He was born in Jamaica Plains, Massachusetts, a descendent of the revolutionary war General Israel Putnam who told his men at Bunker Hill “Don’t shoot until you see the whites of their eyes!”
In high school he was superb athlete and orator and during the summers he attended Camp Becket-in-the-Berkshires. There he became a close acquaintance of the camp director, Henry W. Gibson, with whom he later corresponded during the war. As a camper from 1914–1916, and counselor in 1917 after his college freshman year, swimming was one of his passions and he became captain of the Life Saving Crew and Assistant Swimming Instructor.
He was also an exceptional tennis player. He was popular among campers and received the 1915 Honor Emblem and the 1916 Honor Button, the camp’s highest award. He was described in the camp newspaper Seen and Heard as “Modest and unassuming, yet genial and a good mixer, of high moral standard he was without question the most popular boy in the camp.” Camp director, Henry Gibson said: “The sense of fair play, of consideration for the other fellow, of physical bravery, of moral courage — all of these qualities were given a chance to express themselves in his camp life.”
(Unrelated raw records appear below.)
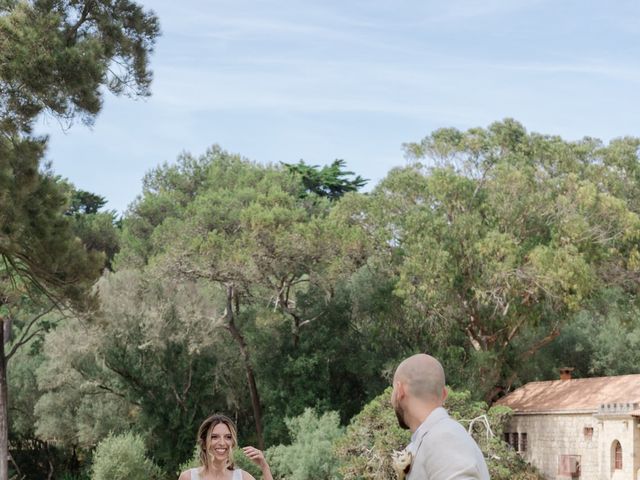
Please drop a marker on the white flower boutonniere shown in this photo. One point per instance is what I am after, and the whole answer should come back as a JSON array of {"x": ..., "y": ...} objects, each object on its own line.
[{"x": 402, "y": 462}]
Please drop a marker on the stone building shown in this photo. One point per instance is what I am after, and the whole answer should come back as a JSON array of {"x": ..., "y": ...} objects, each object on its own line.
[{"x": 587, "y": 428}]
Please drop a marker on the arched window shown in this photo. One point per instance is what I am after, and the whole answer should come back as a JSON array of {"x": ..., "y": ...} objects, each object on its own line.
[{"x": 617, "y": 455}]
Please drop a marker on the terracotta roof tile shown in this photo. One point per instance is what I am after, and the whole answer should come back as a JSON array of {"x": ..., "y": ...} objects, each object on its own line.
[{"x": 577, "y": 394}]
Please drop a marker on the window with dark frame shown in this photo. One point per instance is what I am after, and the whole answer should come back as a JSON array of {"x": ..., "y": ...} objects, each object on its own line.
[
  {"x": 617, "y": 456},
  {"x": 569, "y": 466}
]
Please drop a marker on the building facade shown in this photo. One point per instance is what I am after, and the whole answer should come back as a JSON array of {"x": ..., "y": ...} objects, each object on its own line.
[{"x": 578, "y": 428}]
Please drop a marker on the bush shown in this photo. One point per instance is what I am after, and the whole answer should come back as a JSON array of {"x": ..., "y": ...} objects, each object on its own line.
[
  {"x": 365, "y": 450},
  {"x": 122, "y": 457},
  {"x": 310, "y": 455}
]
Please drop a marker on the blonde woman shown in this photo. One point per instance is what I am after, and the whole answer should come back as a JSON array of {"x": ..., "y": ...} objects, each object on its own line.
[{"x": 217, "y": 437}]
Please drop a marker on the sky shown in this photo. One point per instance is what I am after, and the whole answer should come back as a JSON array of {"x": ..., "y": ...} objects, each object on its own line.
[{"x": 285, "y": 80}]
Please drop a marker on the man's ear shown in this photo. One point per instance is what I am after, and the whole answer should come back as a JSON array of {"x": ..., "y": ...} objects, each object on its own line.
[{"x": 400, "y": 390}]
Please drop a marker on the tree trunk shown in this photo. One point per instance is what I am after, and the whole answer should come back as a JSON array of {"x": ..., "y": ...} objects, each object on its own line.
[
  {"x": 251, "y": 380},
  {"x": 246, "y": 360},
  {"x": 4, "y": 419}
]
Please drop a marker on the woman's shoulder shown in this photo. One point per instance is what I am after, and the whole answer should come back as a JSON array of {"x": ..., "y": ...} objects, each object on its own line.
[
  {"x": 186, "y": 475},
  {"x": 240, "y": 474}
]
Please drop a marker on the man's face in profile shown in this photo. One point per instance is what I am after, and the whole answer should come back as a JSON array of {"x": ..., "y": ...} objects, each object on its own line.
[{"x": 398, "y": 408}]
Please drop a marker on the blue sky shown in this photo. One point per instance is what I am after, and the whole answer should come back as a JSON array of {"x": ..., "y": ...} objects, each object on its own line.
[{"x": 277, "y": 80}]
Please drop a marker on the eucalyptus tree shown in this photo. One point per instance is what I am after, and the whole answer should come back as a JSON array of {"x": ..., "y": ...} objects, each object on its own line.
[
  {"x": 55, "y": 58},
  {"x": 244, "y": 229},
  {"x": 501, "y": 235}
]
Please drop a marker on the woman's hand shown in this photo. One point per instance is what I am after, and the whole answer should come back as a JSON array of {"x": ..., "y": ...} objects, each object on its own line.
[{"x": 257, "y": 457}]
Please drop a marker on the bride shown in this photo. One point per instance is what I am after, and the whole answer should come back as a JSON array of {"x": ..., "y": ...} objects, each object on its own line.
[{"x": 217, "y": 437}]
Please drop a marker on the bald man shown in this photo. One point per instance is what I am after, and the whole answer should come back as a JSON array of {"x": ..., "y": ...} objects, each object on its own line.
[{"x": 441, "y": 448}]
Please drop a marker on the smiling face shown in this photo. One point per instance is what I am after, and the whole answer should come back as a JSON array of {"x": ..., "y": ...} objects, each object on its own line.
[{"x": 220, "y": 442}]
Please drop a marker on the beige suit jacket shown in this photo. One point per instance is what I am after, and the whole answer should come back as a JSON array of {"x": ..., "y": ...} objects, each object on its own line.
[{"x": 443, "y": 450}]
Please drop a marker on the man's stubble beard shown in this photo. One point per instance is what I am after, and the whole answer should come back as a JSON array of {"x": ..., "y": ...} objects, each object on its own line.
[{"x": 400, "y": 416}]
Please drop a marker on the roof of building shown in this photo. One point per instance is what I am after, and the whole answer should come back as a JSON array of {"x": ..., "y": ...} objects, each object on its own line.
[{"x": 580, "y": 394}]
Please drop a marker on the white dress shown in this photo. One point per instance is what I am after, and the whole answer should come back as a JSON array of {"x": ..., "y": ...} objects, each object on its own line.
[{"x": 195, "y": 474}]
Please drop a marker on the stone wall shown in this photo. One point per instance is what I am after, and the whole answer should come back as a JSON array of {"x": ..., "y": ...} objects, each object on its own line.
[{"x": 588, "y": 436}]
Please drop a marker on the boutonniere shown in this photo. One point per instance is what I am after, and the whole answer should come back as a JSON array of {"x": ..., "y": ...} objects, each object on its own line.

At camp following his freshman year at Harvard College, David went to Gibson in his tent and said, ““I am going across the seas to get in the big fight.” Then, he dropped out of Harvard and took a cattle boat to Europe, where he joined the French Foreign Legion on May 31, 1917.
He was transferred to the French air service, trained at Avord, and was assigned to Escadrille Spa94 on December 12, 1917, but was reassigned to Spa156 on February 7, 1918. In the latter escadrille he shot down four German planes and was subsequently transferred to Spa38 on June 1, 1918, where he shot down two more planes. He was discharged from French service in June 1918 in order to join the American air force.
While serving with the French, on one occasion (June 15, 1918) he single-handedly engaged 10 German aircraft all at once and shot down five of them, but because the action took place behind enemy lines, only one of them was confirmed.